Perhaps he should head hunt the chief of PR at Sheffield United.
Even supporters of Dave Whelan are bemused by his recent interviews. Never before has he spoken to a reporter without mentioning that he broke his leg during the 1960 FA Cup final – because he did you know.
IT must mean a lot to Malky Mackay that he has the backing of football’s most respected manager, a man with integrity coming out of his lug-holes – Goodold Harry Redknapp.
Goodold said of Malky: “‘E ‘as made a mistake but lots of people make mistakes in life. ‘Arf the people ‘oo judge ‘im ‘ave probably made more mistakes.”
This means that the other ‘arf of the people ‘oo ‘ave judged Malky ‘ave probably made fewer mistakes. So are they more qualified to judge?
‘Arry was similarly ‘elpful when Sunderland appointed a fascist as manager.
Upon Paolo Di Canio’s disastrous appointment, he said: “It’s amazing how suddenly he’s a fascist now he’s at Sunderland and wasn’t at Swindon.
“No one mentioned anything about him when he was at Swindon.”
If we overlook the fact that everything in that statement is untrue – then he had a point.
To further oil the cogs at the Stadium of Light, he added: “It would be a lie if I was to sit here and tell you I knew, really, what a fascist was.”
We could only thank him for this enlightenment.
But the pedants wanted to ignore ‘Arry and mutter about trivialities, such as Paolo’s decision in 2010 to attend the funeral of a delightful gentleman called Paolo Signorelli, who had been jailed after a 1980 terrorist attack in Bologna.
Why were people harping on about it? That attack only killed 85 people. Political correctness gone mad.
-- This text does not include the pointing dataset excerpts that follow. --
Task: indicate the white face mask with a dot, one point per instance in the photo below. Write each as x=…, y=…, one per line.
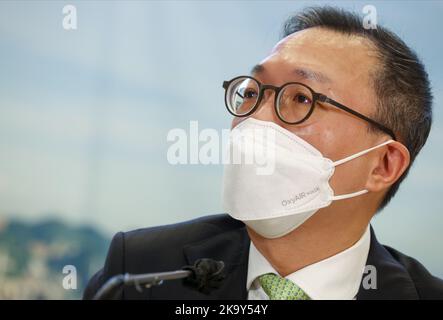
x=275, y=203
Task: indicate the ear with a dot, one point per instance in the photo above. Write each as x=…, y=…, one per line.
x=389, y=164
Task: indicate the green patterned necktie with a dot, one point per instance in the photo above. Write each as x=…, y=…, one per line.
x=278, y=288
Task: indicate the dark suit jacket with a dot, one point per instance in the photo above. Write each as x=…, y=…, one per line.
x=220, y=237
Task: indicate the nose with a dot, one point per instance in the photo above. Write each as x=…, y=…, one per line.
x=266, y=110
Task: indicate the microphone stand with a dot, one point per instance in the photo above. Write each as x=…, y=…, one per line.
x=147, y=280
x=205, y=275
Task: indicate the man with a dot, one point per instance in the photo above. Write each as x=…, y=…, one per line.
x=328, y=90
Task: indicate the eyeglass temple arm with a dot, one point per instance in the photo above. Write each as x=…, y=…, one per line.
x=324, y=98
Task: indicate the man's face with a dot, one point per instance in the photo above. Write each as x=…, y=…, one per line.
x=345, y=64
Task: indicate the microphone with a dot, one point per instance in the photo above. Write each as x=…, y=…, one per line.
x=205, y=276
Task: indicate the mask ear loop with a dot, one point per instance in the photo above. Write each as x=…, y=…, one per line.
x=339, y=162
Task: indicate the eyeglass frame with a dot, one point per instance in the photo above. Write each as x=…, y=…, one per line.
x=316, y=97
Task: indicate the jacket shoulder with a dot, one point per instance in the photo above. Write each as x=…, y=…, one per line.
x=427, y=285
x=184, y=232
x=157, y=248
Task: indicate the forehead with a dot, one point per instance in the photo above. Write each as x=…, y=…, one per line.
x=339, y=57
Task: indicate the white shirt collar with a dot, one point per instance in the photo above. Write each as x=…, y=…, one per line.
x=336, y=278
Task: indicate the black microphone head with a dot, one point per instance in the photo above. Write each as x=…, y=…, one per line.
x=206, y=275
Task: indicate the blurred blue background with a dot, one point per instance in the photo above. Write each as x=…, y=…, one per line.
x=84, y=116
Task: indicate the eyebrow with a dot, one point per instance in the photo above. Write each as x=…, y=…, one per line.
x=305, y=74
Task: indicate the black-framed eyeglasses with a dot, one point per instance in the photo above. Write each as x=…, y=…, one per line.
x=294, y=101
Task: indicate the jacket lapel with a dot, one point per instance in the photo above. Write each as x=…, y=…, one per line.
x=232, y=248
x=392, y=279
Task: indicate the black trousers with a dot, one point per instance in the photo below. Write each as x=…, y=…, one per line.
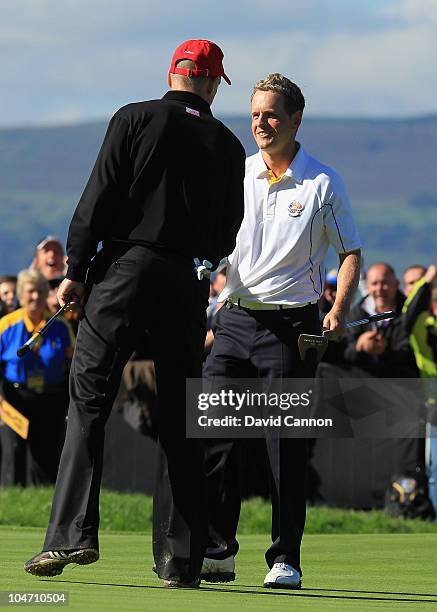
x=131, y=290
x=267, y=341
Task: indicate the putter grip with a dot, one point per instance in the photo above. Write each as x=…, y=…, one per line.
x=23, y=350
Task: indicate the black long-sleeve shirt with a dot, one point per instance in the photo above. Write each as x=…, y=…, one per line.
x=169, y=176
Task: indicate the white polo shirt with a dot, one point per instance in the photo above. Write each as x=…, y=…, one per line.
x=286, y=231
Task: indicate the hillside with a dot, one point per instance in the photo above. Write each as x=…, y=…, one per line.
x=389, y=167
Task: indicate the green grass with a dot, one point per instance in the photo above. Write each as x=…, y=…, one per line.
x=122, y=512
x=347, y=572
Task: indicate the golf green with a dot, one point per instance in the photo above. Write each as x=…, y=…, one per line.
x=341, y=572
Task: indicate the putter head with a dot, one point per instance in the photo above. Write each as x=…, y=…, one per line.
x=312, y=348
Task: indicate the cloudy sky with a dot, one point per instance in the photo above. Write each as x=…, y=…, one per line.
x=74, y=60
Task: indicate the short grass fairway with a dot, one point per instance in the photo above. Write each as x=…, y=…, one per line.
x=342, y=572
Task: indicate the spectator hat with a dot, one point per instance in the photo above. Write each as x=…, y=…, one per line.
x=206, y=55
x=47, y=240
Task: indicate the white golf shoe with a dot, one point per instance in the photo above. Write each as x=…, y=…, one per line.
x=283, y=576
x=218, y=570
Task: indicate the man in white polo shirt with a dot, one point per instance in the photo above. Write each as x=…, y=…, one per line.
x=295, y=207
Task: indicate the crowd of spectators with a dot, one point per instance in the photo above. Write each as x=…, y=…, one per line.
x=404, y=347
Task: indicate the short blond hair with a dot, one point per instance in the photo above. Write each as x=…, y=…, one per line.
x=32, y=276
x=293, y=97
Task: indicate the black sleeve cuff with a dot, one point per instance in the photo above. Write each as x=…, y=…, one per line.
x=77, y=272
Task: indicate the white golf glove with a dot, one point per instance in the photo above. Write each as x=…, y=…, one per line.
x=204, y=269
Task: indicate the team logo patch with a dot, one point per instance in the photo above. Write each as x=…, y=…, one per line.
x=295, y=209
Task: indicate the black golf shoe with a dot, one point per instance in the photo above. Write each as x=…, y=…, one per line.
x=52, y=562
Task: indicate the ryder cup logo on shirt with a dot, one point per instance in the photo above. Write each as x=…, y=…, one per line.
x=295, y=209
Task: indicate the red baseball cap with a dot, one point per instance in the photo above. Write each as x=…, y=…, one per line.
x=206, y=55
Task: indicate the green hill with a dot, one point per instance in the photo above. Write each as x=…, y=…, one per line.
x=388, y=167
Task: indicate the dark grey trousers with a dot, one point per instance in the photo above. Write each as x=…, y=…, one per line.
x=264, y=342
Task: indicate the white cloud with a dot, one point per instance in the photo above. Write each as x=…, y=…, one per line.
x=83, y=59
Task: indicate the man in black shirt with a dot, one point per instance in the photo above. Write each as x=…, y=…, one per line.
x=167, y=187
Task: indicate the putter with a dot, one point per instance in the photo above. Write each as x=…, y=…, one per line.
x=317, y=345
x=27, y=346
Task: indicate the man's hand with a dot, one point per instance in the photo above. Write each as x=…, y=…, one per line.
x=371, y=343
x=333, y=325
x=70, y=291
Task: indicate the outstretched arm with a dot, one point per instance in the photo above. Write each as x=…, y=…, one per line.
x=347, y=283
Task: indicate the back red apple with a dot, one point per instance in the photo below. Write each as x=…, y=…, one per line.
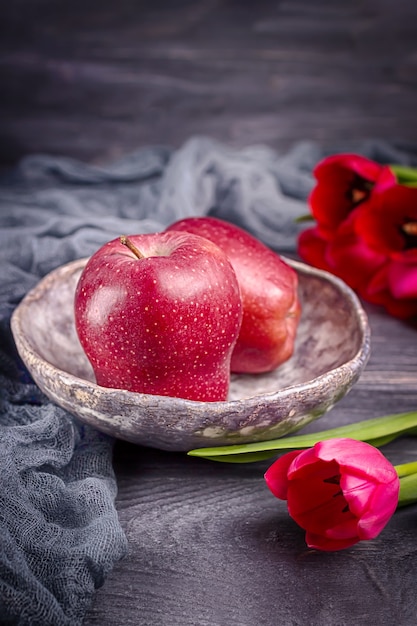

Malky Mackay is only the latest manager to benefit from the Redknapp panegyric.
In May 2013, Goodold commended the appointment of David Moyes at Old Trafford, saying: “He is a fantastic boy and a top manager and I think he will do a great job at Manchester United.
“‘E’s the perfect choice.”
In November 2009, Avram Grant was given the job at Portsmouth after ‘Arry decreed: “‘E would be my choice if inny-wan was to take it.
“‘Oo-ever they appoint, I ‘ope they get it right and the club can get orf the bottom of the table.
“I’m sure they will. I’m sure they’ll stay up.”
Avram Grant resigned six months later and Portsmouth were relegated with bells on.
But he barely broke his stride. In September 2010, with Avram now four months into doing a pretty bad job at West Ham, ‘Arry had his back.
He prophesised: “I’m sure he will do a good job there.
“I think e’s there for the long-term
“I certainly don’t see West ‘Am being one of those teams that’s going to struggle to stay up.”
Avram was shown the egress the following May and the happy Hammers finished bottom, with almost as many bells on as Portsmouth.
Last December ‘Arry said of Tim Sherwood’s appointment at Tottenham: “They’ve made a great decision to give him the job.”
Six months later, Sherwood had also been given his bus fare.
It would be a little cruel to reprint Goodold’s positive comments on the appointment of Glen Hoddle as his coach at QPR (now bottom of the league), or the confident noises he made about himself before the three relegations in his career. After all, he could hardly say we’re-doomed-so-get-used-to-it.
But it is strange that his soothsaying on the ill-starred appointments at other clubs has not taught him, like Dave Whelan, the value of silence.
Good luck Malky.
OTHER news at Leicester City is that their former striker, Emile Heskey, would like to return to the club.
He has been in Australia for two years, but has not played since April and is now 36 years old.
Despite all this, those who remember him are confident that there will have been no deterioration in his pace, his finishing ability, the accuracy of his heading, his positional awareness, his first touch....
No doubt his “unseen work” remains second to none.